Zu Außenseitern gemacht
Für Komplikationen sorgen nicht nur Naturgewalten, sondern auch böswillige Zeitgenossen. Wegen Marks Behinderung wollen zwei arrogante Bergsteiger die Gruppe in eine marode Hütte verfrachten. Als Mark anbietet, alleine dort zu schlafen, damit wenigstens seine Begleiter ein ordentliches Dach über dem Kopf haben, setzt der Häftling Wolf ein Signal der Solidarität: alle oder keiner. Kurz vor dem Ziel sabotieren die beiden Fieslinge sogar den Aufstieg der Jugendlichen, indem sie eine Behelfsbrücke über eine Gletscherspalte zerstören.
Entscheidungsfreiräume
Wolf und Mark, Gegenspieler auch um die Gunst von Lisa, liefern sich zunächst nur heftige Wortgefechte. Doch als es hart auf hart kommt, revanchiert sich Mark für Wolfs Einsatz mit einer großartigen Geste: Er ist bereit, auf die letzte Etappe zum Gipfel zu verzichten, damit Wolf sich in die ersehnte Freiheit absetzen kann, nachdem er sich durch eine Prügelei die vorzeitige Haftentlassung verscherzt hat. Diese Entscheidung wirkt um so bewegender, als sie Marks eigene Motivation betrifft, über die Besteigung seinem Vater nahe zu sein, mit dem er seinen Traum vom Gipfel geteilt hat. Und Lisa stellt sich am Schluss gegen Martin, der nach Wolfs Wortbruch die Exkursion für gescheitert erklärt und an der Möglichkeit seiner Resozialisierung zu zweifeln scheint.

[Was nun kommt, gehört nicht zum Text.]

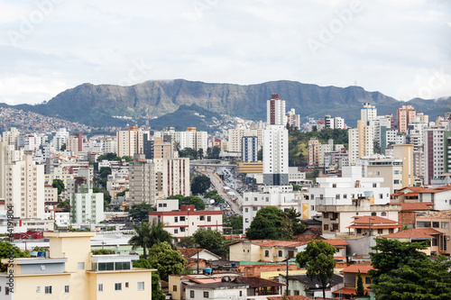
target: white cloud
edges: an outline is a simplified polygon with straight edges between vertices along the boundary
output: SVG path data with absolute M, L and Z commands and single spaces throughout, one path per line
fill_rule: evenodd
M 43 19 L 32 23 L 30 33 L 21 32 L 38 4 L 49 1 L 54 6 Z M 163 78 L 357 81 L 407 100 L 442 69 L 447 85 L 433 85 L 430 95 L 451 95 L 449 2 L 362 1 L 345 19 L 354 2 L 0 0 L 0 55 L 7 58 L 0 65 L 0 102 L 39 103 L 84 82 Z M 313 55 L 308 39 L 319 41 L 325 28 L 333 36 Z M 22 34 L 15 45 L 12 31 Z

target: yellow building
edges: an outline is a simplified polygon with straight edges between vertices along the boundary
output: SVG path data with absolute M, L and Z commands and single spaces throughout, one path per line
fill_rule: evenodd
M 135 255 L 91 255 L 94 232 L 46 232 L 48 258 L 2 259 L 2 299 L 152 298 L 152 271 L 133 268 Z M 13 289 L 13 290 L 11 290 Z

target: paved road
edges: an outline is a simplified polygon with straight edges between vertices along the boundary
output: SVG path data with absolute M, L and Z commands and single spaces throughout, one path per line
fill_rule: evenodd
M 222 180 L 219 178 L 219 177 L 216 173 L 216 168 L 211 168 L 211 167 L 210 168 L 197 168 L 197 171 L 207 176 L 210 178 L 213 186 L 215 186 L 215 188 L 217 191 L 217 194 L 219 194 L 219 195 L 222 196 L 224 198 L 224 200 L 226 200 L 229 204 L 230 209 L 232 211 L 234 211 L 235 213 L 236 213 L 238 215 L 243 215 L 243 213 L 242 213 L 241 207 L 240 207 L 240 205 L 243 204 L 243 198 L 241 197 L 240 194 L 238 192 L 236 192 L 236 190 L 231 188 L 230 191 L 234 192 L 235 195 L 236 195 L 236 203 L 235 203 L 235 202 L 232 201 L 230 196 L 226 192 L 224 192 L 224 186 L 226 186 L 222 182 Z

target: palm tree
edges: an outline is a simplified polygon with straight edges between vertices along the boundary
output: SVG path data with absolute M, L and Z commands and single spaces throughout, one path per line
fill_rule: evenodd
M 167 241 L 175 249 L 175 238 L 169 232 L 164 230 L 164 224 L 153 220 L 150 227 L 151 247 L 163 241 Z
M 143 256 L 144 259 L 147 259 L 146 249 L 152 247 L 151 243 L 151 228 L 147 222 L 141 223 L 141 226 L 133 224 L 134 231 L 136 234 L 128 241 L 128 243 L 132 245 L 132 250 L 143 247 Z

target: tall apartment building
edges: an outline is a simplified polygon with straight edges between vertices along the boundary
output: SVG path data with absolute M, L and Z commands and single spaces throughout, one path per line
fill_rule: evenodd
M 413 106 L 402 105 L 398 108 L 398 131 L 400 132 L 406 133 L 409 123 L 415 121 L 417 121 L 417 114 Z
M 44 217 L 44 166 L 36 165 L 32 156 L 5 165 L 5 205 L 14 205 L 14 217 Z
M 317 138 L 308 140 L 308 167 L 319 166 L 319 141 Z
M 291 108 L 285 115 L 287 117 L 289 126 L 293 126 L 293 128 L 298 127 L 298 129 L 300 129 L 300 115 L 296 114 L 294 108 Z
M 4 132 L 2 141 L 5 142 L 7 145 L 14 145 L 14 150 L 18 150 L 17 148 L 17 139 L 21 132 L 15 127 L 11 127 L 9 132 Z
M 98 223 L 105 220 L 104 193 L 93 193 L 87 185 L 81 185 L 70 199 L 71 221 L 74 223 Z
M 189 159 L 154 159 L 155 193 L 162 198 L 173 195 L 190 195 Z
M 117 156 L 130 156 L 144 153 L 144 134 L 151 136 L 149 131 L 138 129 L 138 126 L 128 126 L 128 131 L 116 132 Z
M 256 136 L 244 136 L 241 144 L 241 160 L 243 162 L 257 162 L 258 138 Z
M 145 161 L 133 161 L 129 165 L 130 204 L 155 204 L 155 165 Z
M 445 173 L 445 128 L 431 127 L 424 131 L 425 181 Z
M 368 125 L 370 120 L 374 120 L 377 118 L 377 108 L 374 105 L 365 103 L 364 108 L 360 110 L 360 120 L 364 123 L 364 125 Z
M 280 98 L 279 94 L 272 94 L 267 101 L 266 123 L 268 125 L 287 125 L 285 101 Z
M 186 132 L 176 132 L 173 127 L 166 128 L 162 132 L 154 132 L 154 138 L 163 138 L 170 135 L 179 150 L 191 148 L 198 151 L 200 149 L 207 153 L 208 148 L 208 132 L 198 132 L 196 127 L 188 127 Z
M 263 183 L 286 186 L 289 184 L 289 149 L 285 101 L 277 94 L 267 101 L 267 117 L 268 125 L 263 131 Z
M 60 128 L 51 140 L 51 145 L 59 151 L 62 145 L 66 143 L 66 139 L 69 138 L 69 132 L 66 128 Z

Große Bilder – große Gefühle
In der Inszenierung zeigt der gebürtige Portugiese Alexandre erstaunlichen Mut zu großen Bildern und Gefühlen: Imposante Landschaftsaufnahmen, die teilweise unter schwierigen Bedingungen auf fast 4000 Meter Höhe entstanden, entsprechen den existenziellen Konflikten der Protagonisten auf der visuellen Ebene. Auch wenn der emotionale Bogen gelegentlich sehr strapaziert wird, etwa wenn Lisa nur durch eine unglaubwürdige Heldentat Marks nicht in die Tiefe stürzt, gelingt es dem Regisseur insgesamt, ein Abdriften in den Kitsch zu vermeiden. Wesentlichen Anteil daran haben die lebensnahen und humorvollen Dialoge und der Off-Kommentar Marks, der den Gipfelsturm in der Diktion von
Raumschiff Enterprise mit eine Prise Ironie würzt. Nicht zuletzt die durchweg überzeugenden Leistungen des Darstellerensembles, das beträchtliche Strapazen auf sich nahm, machen
Gran Paradiso zu einem mitreißenden Kinostück, das auch dem Vergleich mit Hollywood-Reißern locker standhält.